What happens when you finally get it? You will probably be excited about it for a couple of days or weeks, depending on how valuable the item is. After a while, the excitement starts to wear out to when it’s almost non-existent, let’s call this item an iPad. It gets to a point, you forget it at home or you look at it and be like…nah there is no space in my bag for you today or you just going to be too much load. That’s when the race for another item begins.

That’s how pretty much everything else in life is. Whether material or non-material things like a partner, a job, a car and so on. We are constantly in a race with ourselves to get something better, someone better or somewhere better that we are completely ignorant of what better is. This leads us to set unrealistic standards and almost impossible to achieve dreams which then robs us of our happiness. Which in itself (happiness), is scarce.

I was working in an organization initially, it gave me so much fulfillment, I was appreciated, challenged, taught, learned, frustrated, happy, angry in one day. Most time I get home exhausted but the truth is that I liked it. Felt like I was making an impact. But for doing so much I felt I deserve a better pay and when that didn’t happen, I left. I moved to a new organization with a double of what I was paid before and I thought that was it. I got my better!

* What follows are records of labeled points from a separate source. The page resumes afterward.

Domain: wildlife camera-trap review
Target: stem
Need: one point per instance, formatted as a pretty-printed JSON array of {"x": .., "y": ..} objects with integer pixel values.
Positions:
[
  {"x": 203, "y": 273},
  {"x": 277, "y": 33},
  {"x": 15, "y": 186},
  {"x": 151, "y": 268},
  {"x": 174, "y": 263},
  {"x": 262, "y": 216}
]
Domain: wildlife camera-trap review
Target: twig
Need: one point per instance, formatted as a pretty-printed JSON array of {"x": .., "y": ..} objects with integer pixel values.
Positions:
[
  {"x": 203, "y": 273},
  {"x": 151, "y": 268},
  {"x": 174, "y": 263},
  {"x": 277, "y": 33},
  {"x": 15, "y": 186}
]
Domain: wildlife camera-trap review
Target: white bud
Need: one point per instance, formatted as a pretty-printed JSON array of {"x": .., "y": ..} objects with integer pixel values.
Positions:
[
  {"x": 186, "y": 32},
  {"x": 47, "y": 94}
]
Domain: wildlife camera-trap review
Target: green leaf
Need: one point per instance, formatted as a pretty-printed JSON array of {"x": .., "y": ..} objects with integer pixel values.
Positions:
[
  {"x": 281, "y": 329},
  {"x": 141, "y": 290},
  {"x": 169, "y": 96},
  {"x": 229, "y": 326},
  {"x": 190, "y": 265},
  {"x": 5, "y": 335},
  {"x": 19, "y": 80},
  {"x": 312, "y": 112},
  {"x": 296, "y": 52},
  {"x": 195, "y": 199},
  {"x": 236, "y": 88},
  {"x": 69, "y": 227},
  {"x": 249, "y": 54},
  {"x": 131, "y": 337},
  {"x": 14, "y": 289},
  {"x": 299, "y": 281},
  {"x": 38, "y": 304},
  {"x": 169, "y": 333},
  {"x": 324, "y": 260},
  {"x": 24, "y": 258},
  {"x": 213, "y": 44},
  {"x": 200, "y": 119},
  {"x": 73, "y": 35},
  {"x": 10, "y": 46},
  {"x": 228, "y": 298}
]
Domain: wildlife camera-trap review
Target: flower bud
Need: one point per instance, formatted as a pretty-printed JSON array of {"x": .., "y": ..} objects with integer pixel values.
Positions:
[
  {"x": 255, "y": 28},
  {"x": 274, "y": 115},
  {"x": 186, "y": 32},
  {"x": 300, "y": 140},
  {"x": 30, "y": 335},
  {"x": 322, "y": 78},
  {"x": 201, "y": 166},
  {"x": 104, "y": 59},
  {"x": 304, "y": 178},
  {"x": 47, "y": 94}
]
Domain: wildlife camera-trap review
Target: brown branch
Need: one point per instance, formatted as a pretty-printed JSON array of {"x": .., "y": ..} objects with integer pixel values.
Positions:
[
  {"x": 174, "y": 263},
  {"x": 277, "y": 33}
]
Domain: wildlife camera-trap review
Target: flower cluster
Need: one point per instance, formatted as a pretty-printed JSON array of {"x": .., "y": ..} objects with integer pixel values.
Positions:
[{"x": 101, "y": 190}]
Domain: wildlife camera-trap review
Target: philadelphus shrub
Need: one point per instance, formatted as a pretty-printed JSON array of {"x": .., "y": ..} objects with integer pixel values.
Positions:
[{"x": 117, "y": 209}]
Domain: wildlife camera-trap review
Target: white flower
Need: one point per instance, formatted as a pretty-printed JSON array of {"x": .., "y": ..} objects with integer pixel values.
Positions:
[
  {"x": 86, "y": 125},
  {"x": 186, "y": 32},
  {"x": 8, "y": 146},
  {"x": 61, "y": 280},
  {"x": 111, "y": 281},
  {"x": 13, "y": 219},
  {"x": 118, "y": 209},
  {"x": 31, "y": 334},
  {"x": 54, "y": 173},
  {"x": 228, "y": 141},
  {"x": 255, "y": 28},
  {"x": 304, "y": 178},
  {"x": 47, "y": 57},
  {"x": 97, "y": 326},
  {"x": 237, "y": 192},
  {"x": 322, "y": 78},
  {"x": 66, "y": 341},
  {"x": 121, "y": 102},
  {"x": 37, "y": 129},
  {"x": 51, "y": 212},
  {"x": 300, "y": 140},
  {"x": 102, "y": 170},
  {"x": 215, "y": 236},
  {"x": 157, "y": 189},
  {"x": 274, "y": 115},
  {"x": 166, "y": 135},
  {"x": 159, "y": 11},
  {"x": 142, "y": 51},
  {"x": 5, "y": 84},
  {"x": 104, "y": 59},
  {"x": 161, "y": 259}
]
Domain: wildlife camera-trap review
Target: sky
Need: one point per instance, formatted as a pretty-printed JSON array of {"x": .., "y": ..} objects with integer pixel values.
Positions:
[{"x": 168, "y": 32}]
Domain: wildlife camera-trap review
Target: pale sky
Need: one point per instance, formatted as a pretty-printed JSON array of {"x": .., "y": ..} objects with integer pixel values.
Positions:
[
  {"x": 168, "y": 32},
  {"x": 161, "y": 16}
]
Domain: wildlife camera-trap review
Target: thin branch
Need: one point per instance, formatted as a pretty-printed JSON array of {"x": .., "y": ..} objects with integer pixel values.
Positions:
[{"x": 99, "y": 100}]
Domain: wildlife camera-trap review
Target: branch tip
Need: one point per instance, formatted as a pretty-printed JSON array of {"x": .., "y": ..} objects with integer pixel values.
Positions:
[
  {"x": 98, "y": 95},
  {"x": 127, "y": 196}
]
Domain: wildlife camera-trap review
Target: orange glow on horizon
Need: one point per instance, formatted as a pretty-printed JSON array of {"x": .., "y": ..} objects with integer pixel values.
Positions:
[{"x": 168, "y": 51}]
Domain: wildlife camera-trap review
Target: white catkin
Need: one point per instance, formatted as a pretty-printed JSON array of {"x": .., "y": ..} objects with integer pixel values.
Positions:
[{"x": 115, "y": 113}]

Although my work time was lesser, job load was way lesser and the environment was friendly, but I had little or no fulfillment working there. The challenges were not there. I was just going through a routine and then I pack my bag and leave by 5. This is good but not good for me. It took the feeling of overcoming a challenge away, it took my drive and hunger for knowledge away and I had so much time to spare. It got so bad that sometimes, I stayed at work just so I can get home a bit late. At this point, I was desperate for something better.

If you don’t consciously tell yourself to live for the moment, enjoy and appreciate what you have now, you will never be satisfied. Wanting more is healthy, but contentment is key. A richer boyfriend is not necessarily a better boyfriend, a bigger pay is not necessarily a better job.

Bare is mind that happiness is an inside job. Only you can make you happy; waste no time and effort searching for happiness in material things or in the world at large. Also, there is no true contentment in having or getting, try giving. Reach out, share, smile (I’m also learning), hug deeply, cry when you have to and let go. Remember “the grass ain’t always greener on the other side”.